FIVE luxury homes are to be built on the site of a Wroughton convent.

The building will be demolished to make way for houses that are likely to be marketed for at least £500,000.

The land has been sold for a reported £1.25 million to Prowting Homes West which was recently taken over by Westbury Homes.

The convent once housed 30 Sister Servants of the Holy Spirit, an order founded in the Netherlands in 1889.

One of the few remaining in the house, Sister Joan Quirke, said: "We have no date yet for moving out but there are only a few of us left here now.
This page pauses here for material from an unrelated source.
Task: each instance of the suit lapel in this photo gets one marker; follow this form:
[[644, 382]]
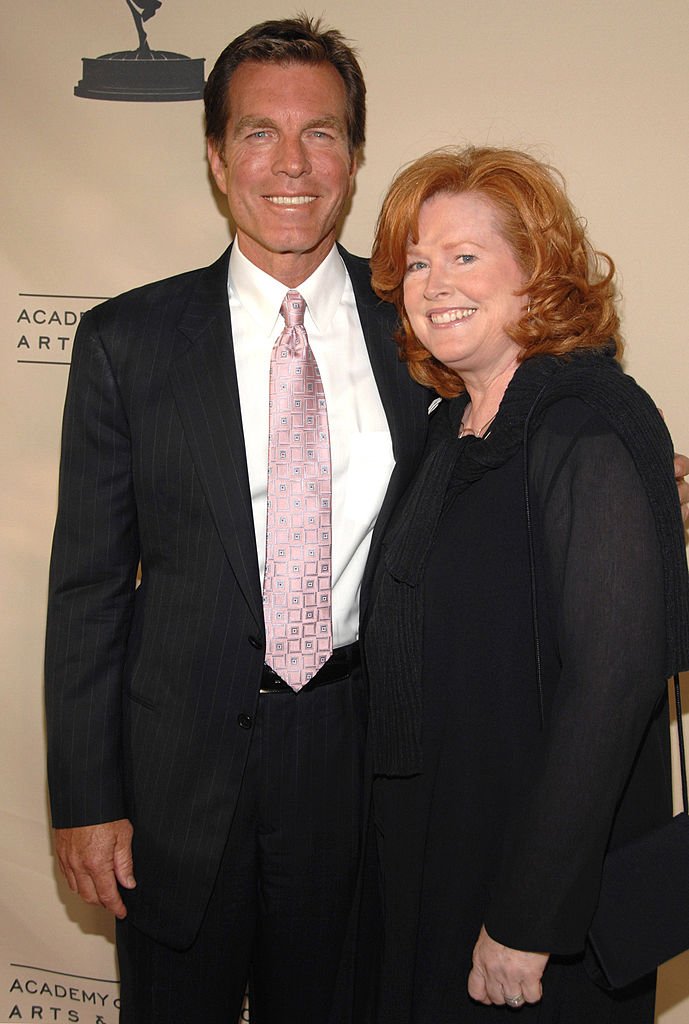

I am just house minding."

The convent was built on a site which had been occupied by farm and stable buildings and there were objections when plans were published.

Its closure has been forced by a decline in the number of women wanting to join the order.

The nuns who have done community work in the Swindon area and taught at St Joseph's and Holy Rood Roman Catholic schools, will now live in a poor area of Birmingham which, they believe, is in greater need of them.

Father Michael Cleary, priest at St Joseph's Roman Catholic Church in Wroughton, has praised the nuns' contribution to village life.

"They visited and brought friendship to many people," he said. "We will miss them. They have been one of the interlocking communities that go to make up our village."

People living by the site have welcomed the new houses.

One, Dr David Johnstone, said: "I prefer this to the idea that 40 to 50 concrete boxes might have been built there."